James Cohan

Richard Long

Selected Outdoor Sculptures

Since the late 1960s, internationally renowned artist Richard Long has been making sculptures related to long walks he takes through rural regions in his native Great Britain, as well as remote locations across the world. He establishes pre-set conditions about the distance or time spent on his journeys, and some of his walks are aligned with rhythms of the natural world, such as solstices or celestial events. Along his walks, Long often creates ephemeral sculpture of stones, wood or mud arranged in primary geometric patterns and shapes, which he documents photographically. Through his walking practice and related understated interventions in the land, Long has expanded the definition of sculpture to be durational, ephemeral, and inextricably part of the natural environment.

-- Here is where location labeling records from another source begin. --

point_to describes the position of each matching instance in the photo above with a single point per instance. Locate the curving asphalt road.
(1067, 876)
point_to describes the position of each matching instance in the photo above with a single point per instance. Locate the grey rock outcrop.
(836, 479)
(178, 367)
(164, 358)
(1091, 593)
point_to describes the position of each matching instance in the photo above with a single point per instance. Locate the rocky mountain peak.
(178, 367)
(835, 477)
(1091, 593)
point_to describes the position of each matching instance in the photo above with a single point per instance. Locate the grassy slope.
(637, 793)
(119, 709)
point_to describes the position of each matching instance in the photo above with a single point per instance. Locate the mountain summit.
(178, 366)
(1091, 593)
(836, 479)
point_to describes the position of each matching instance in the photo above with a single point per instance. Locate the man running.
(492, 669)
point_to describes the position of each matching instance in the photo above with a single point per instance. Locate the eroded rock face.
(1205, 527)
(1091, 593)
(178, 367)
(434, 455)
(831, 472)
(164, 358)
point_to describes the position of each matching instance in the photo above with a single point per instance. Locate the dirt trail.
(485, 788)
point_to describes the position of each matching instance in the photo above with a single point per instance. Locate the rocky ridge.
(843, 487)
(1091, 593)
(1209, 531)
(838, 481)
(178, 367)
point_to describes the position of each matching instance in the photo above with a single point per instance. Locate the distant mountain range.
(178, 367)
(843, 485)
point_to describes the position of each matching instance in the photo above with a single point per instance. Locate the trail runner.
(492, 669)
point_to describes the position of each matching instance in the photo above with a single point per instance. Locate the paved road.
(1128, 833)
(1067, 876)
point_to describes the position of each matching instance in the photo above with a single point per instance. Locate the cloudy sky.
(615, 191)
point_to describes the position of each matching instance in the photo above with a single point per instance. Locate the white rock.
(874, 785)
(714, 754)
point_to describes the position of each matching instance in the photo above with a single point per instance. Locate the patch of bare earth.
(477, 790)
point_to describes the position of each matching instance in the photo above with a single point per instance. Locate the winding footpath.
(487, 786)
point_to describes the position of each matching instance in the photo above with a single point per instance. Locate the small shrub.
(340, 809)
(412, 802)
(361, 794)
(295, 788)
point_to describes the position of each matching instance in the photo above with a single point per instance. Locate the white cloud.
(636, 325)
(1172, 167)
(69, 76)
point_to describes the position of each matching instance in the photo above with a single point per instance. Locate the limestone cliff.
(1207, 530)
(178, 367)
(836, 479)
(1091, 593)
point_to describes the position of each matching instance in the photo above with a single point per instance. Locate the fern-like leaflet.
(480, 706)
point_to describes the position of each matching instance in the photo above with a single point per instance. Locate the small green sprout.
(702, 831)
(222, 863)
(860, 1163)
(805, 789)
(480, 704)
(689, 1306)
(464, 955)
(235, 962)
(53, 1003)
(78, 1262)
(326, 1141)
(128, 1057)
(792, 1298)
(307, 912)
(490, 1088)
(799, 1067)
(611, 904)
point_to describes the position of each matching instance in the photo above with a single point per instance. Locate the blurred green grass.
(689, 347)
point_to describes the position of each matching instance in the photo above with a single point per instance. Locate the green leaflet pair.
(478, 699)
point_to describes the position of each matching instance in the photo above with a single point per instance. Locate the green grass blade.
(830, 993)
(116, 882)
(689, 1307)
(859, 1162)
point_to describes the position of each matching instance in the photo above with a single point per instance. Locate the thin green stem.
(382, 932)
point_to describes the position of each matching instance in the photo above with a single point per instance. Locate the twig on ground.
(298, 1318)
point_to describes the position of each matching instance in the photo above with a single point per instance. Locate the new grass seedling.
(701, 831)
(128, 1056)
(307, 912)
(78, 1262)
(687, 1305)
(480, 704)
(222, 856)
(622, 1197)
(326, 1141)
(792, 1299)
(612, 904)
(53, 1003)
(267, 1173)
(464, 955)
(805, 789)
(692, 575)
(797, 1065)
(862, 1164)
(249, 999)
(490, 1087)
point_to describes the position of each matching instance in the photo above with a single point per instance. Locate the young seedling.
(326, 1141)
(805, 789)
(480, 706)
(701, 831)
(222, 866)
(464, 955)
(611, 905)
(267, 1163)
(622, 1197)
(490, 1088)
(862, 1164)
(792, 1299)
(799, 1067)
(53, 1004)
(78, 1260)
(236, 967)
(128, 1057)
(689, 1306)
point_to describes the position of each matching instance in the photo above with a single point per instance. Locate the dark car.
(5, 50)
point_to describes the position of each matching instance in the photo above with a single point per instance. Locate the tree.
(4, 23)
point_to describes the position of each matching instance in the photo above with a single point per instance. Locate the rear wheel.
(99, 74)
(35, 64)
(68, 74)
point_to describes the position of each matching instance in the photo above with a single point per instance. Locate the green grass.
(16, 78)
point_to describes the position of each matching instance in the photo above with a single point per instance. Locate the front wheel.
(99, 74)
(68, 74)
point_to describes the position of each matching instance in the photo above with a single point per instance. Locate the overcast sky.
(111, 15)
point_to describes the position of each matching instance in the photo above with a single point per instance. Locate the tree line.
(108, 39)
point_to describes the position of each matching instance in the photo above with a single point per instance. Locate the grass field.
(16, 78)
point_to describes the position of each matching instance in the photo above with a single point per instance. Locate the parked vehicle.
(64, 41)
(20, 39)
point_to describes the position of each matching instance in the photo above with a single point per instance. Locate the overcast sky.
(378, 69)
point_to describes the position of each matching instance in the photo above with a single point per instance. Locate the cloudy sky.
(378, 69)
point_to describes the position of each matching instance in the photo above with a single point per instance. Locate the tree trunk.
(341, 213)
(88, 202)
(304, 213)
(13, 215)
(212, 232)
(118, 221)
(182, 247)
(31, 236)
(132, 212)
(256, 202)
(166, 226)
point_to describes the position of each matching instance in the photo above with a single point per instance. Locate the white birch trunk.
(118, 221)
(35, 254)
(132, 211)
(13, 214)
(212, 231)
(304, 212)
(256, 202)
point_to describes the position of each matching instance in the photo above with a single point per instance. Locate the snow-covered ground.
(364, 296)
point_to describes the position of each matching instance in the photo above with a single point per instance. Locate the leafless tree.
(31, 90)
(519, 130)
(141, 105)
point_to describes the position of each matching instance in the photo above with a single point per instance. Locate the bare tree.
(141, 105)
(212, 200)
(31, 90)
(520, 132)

Closely related to Long’s walks are his circular stone sculptures. Long believes circles are a timeless and universal form. The stones that comprise his sculptures are usually small enough to carry. Each stone thus references human touch and recalls the artist’s own journeys and sculptural arrangements in the landscape. These arrangements of organic materials within built environments provide a way for viewers to consider the tensions and harmonies that emerge when basic forms of primal nature enter spaces of man-made culture. Long emerged as an artist during the 1960s and 1970s, participating in landmark exhibitions associated with Land Art and Arte Povera, such as Earth Art at Cornell University, New York in 1969. Long’s works are also associated with Minimalist sculpture, comparable to the logical arrangements of Carl Andre’s square metal plates or Donald Judd’s stacked boxes. Yet in contrast to the industrial materials and processes favored by some Minimalist artists, Long’s peripatetic travels to remote locales and his use of only earthly materials distinguish his singular sculptural practice.